Thanks for your reply, but I still hope that the asr model forwards with GPU calculation.

nobel861017 commented 3 years ago

I left COMPUTE_METRICS as an empty list. However, it is still running so slow.

0%|                                                                                                     | 2/3000 [03:17<69:49:42, 83.85s/it]
nobel861017 commented 3 years ago

I changed line 231 in metrics.py into self.asr_model = Speech2Text(**d.download_and_unpack(model_name), device='cuda') and added wav = torch.from_numpy(wav).cuda() to the predict_hypothesis function between line 344 and 345. It is now able to calculate with GPU.

mpariente commented 3 years ago

Yes, ASR is very long on CPU. I don't remember why we didn't run it on GPU in the first place, maybe memory issues? Can't remember. Maybe @popcornell or @JorisCos would remember?

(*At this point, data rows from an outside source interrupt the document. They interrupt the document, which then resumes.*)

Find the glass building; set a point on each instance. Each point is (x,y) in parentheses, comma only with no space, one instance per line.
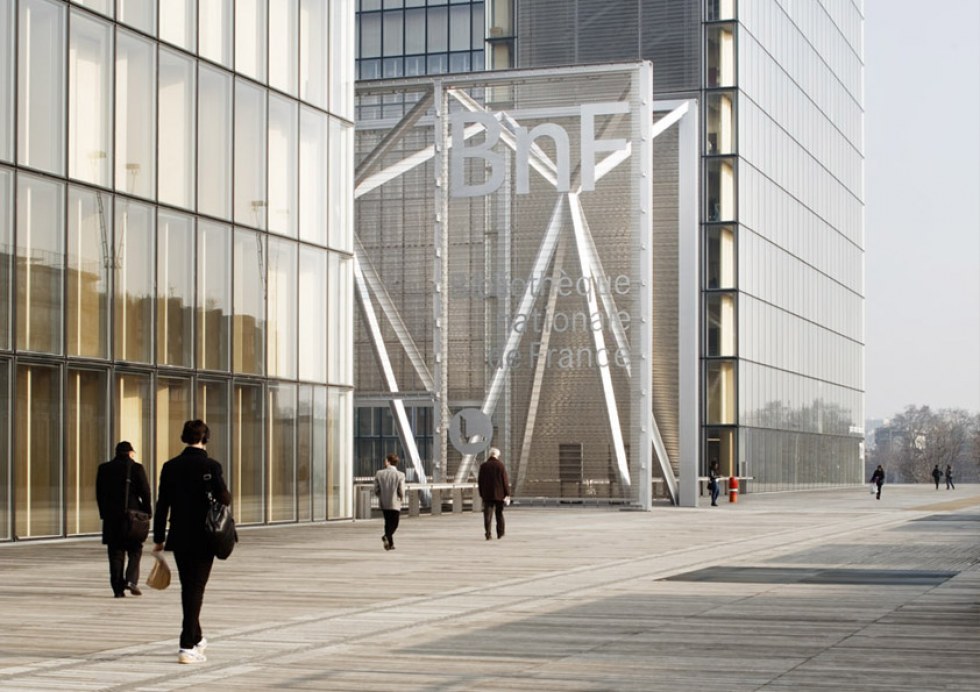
(175,243)
(781,242)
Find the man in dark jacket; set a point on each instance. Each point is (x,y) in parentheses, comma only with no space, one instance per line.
(184,484)
(494,491)
(114,498)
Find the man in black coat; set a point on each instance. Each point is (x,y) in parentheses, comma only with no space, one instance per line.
(114,499)
(183,495)
(494,489)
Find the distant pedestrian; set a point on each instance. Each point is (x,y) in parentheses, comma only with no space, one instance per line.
(713,484)
(114,498)
(185,482)
(878,479)
(494,489)
(389,486)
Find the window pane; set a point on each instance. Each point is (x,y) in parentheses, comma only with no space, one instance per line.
(340,345)
(283,37)
(313,188)
(140,14)
(85,412)
(250,38)
(173,407)
(314,45)
(41,86)
(212,408)
(89,98)
(282,308)
(283,163)
(7,29)
(6,252)
(178,23)
(135,115)
(282,458)
(248,337)
(134,285)
(214,143)
(40,263)
(37,452)
(313,308)
(132,400)
(89,234)
(213,296)
(215,30)
(175,288)
(250,155)
(247,446)
(177,93)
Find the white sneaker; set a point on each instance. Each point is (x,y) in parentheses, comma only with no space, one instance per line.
(191,656)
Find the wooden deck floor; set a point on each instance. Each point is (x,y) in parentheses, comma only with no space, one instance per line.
(570,599)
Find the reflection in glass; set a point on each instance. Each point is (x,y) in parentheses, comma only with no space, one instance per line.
(177,118)
(281,472)
(85,414)
(314,60)
(89,99)
(214,144)
(247,456)
(134,289)
(250,155)
(89,243)
(312,335)
(41,86)
(40,263)
(140,14)
(339,471)
(175,289)
(214,40)
(283,159)
(132,406)
(135,115)
(283,35)
(213,296)
(37,451)
(173,407)
(212,408)
(7,103)
(250,38)
(313,187)
(248,337)
(178,23)
(282,308)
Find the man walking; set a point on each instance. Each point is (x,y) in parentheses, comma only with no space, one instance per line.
(389,486)
(494,489)
(120,485)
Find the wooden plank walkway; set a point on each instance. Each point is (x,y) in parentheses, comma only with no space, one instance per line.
(570,599)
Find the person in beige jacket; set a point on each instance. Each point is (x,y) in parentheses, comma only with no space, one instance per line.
(389,486)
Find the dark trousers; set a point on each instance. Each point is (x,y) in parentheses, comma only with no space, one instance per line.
(391,523)
(118,566)
(491,508)
(194,569)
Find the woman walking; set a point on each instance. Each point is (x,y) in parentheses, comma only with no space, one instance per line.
(185,482)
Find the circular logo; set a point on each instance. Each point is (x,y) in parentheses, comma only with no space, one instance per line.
(470,431)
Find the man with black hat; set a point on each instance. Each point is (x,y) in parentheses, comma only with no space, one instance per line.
(120,485)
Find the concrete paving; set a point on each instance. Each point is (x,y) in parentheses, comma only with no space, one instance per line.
(816,590)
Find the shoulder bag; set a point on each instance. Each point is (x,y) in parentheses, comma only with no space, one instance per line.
(136,523)
(219,525)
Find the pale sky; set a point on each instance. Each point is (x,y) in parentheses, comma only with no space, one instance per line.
(922,240)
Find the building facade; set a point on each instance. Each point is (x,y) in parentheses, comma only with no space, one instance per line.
(176,234)
(780,88)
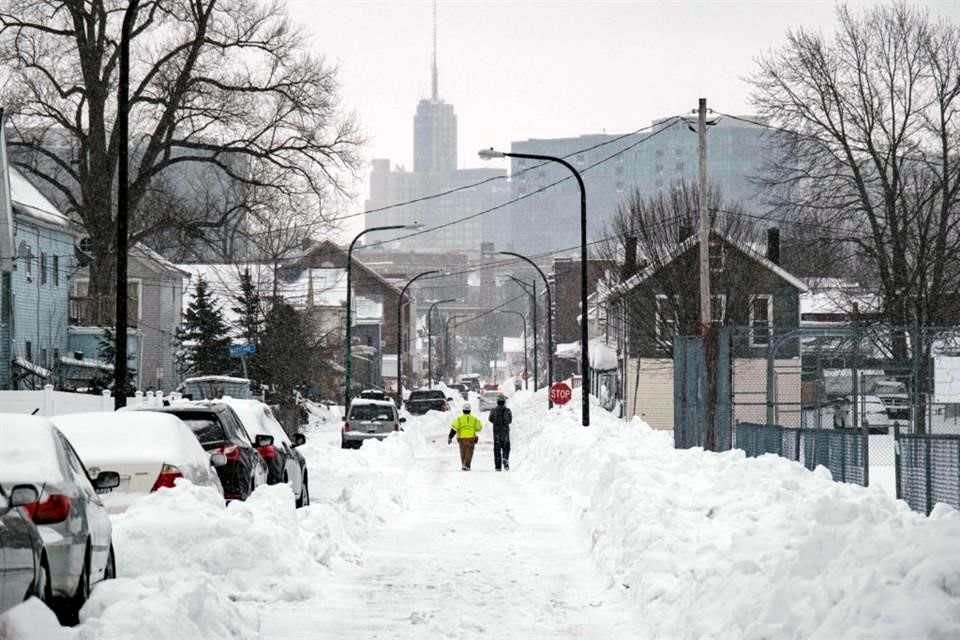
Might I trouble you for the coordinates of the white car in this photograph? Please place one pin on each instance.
(69, 513)
(149, 450)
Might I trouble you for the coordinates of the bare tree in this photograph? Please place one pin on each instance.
(875, 127)
(225, 84)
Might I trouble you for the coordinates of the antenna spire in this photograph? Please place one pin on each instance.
(434, 77)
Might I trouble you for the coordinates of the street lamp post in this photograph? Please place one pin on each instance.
(533, 324)
(526, 373)
(488, 154)
(546, 284)
(430, 340)
(347, 357)
(447, 360)
(400, 340)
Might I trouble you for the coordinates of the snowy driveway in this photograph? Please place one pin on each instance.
(478, 554)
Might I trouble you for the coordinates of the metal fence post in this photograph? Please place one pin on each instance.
(928, 478)
(897, 473)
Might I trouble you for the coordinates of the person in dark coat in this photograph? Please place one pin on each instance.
(501, 417)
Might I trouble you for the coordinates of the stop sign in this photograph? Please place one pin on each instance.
(560, 393)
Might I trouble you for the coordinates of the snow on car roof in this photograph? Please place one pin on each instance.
(257, 418)
(102, 438)
(359, 401)
(28, 450)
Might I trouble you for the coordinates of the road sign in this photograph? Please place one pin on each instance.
(241, 350)
(560, 393)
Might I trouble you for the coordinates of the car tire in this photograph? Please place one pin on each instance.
(304, 499)
(110, 570)
(41, 587)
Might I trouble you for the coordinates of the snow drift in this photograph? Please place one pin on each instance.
(721, 546)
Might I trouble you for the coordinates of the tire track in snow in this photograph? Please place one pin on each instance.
(478, 554)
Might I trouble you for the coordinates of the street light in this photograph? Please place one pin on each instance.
(546, 284)
(400, 332)
(533, 323)
(348, 358)
(526, 373)
(446, 339)
(489, 154)
(430, 339)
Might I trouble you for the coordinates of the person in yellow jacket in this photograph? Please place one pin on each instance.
(465, 427)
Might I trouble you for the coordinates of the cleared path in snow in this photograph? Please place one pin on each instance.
(478, 554)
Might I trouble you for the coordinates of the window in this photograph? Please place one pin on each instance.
(761, 320)
(716, 255)
(718, 308)
(666, 320)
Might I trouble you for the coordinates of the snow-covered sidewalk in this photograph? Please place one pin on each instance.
(478, 554)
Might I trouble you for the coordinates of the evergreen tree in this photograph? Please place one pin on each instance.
(204, 337)
(248, 309)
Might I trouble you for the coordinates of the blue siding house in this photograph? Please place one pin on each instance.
(34, 300)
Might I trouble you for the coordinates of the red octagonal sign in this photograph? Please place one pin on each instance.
(560, 393)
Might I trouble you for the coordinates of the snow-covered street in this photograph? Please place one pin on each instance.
(475, 554)
(606, 532)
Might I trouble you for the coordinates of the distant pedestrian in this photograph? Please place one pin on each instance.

popcornell commented 3 years ago

At the time full decoding on GPU was not implemented with batched inputs. I recall the reason was something like this, we had problems running on GPU. Looks like now it runs smooth on GPU, thanks to the ESPNet gang and thank you for trying this. If you have time add an argument like use_gpu and submit a PR it would be great

nobel861017 commented 3 years ago

@popcornell @mpariente Thanks for your replies. I think the most urgent thing we need now is batch processing on asr. I think this requires a lot of modification in eval.py. I'm trying this. If you guys have any ideas or instructions on how to do this, please let me know.

nobel861017 commented 3 years ago

@popcornell I have sent a PR allowing asr to compute with GPU.